Jimma Teachers College
- Former names: Teachers Training Institution
- Type: Teachers college
- Established: 1969; 57 years ago
- Location: Jimma, Oromia Region, Ethiopia
- Website: www.jcte.edu.et

= Jimma Teachers College =

College in Jimma, Oromia Region, Ethiopia

Jimma Teachers College is a college in Jimma, Oromia Region, Ethiopia.

Established in 1969 as the Teachers Training Institute, it trained elementary school teachers in the country. In 1995, the institute upgraded to a college.

Jimma College of Teachers Education (Jimma CTE) is located 347 km southwest of Addis Ababa and about 2.5 km to the northeast of Jimma City Centre. Jimma CTE is one of several regional Teachers’ Training Colleges in Ethiopia established specifically to produce qualified teachers for primary schools (grades 1–8). In accordance with the 1994 National Education and Training Policy, Jimma CTE was upgraded from a Teachers’ Training Institute (TTI) as it had been for 28 years (1961-1988 E.C.) and, as a college, launched its first two-year Training Program (Diploma Program) in July 1988 E.C. during the summer semester.

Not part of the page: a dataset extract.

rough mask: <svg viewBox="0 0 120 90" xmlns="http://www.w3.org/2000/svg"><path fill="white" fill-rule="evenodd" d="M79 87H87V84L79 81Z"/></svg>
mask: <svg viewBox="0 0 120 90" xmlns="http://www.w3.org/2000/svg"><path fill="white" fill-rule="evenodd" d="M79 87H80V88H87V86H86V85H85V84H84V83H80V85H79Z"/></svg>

It goes without saying that such an important educational change-over as the inauguration of Jimma CTE, which took place after nearly three decades after the institution's inception as a TTI, caused a certain excitement as well as some anxiety amongst those who were closely affiliated to the college. The transformation required great imagination and better physical resources and, although Jimma CTE still has a long way to go before it becomes a fully-grown institution of higher education, it has made a good start towards meeting the growing regional demand for qualified primary school teachers.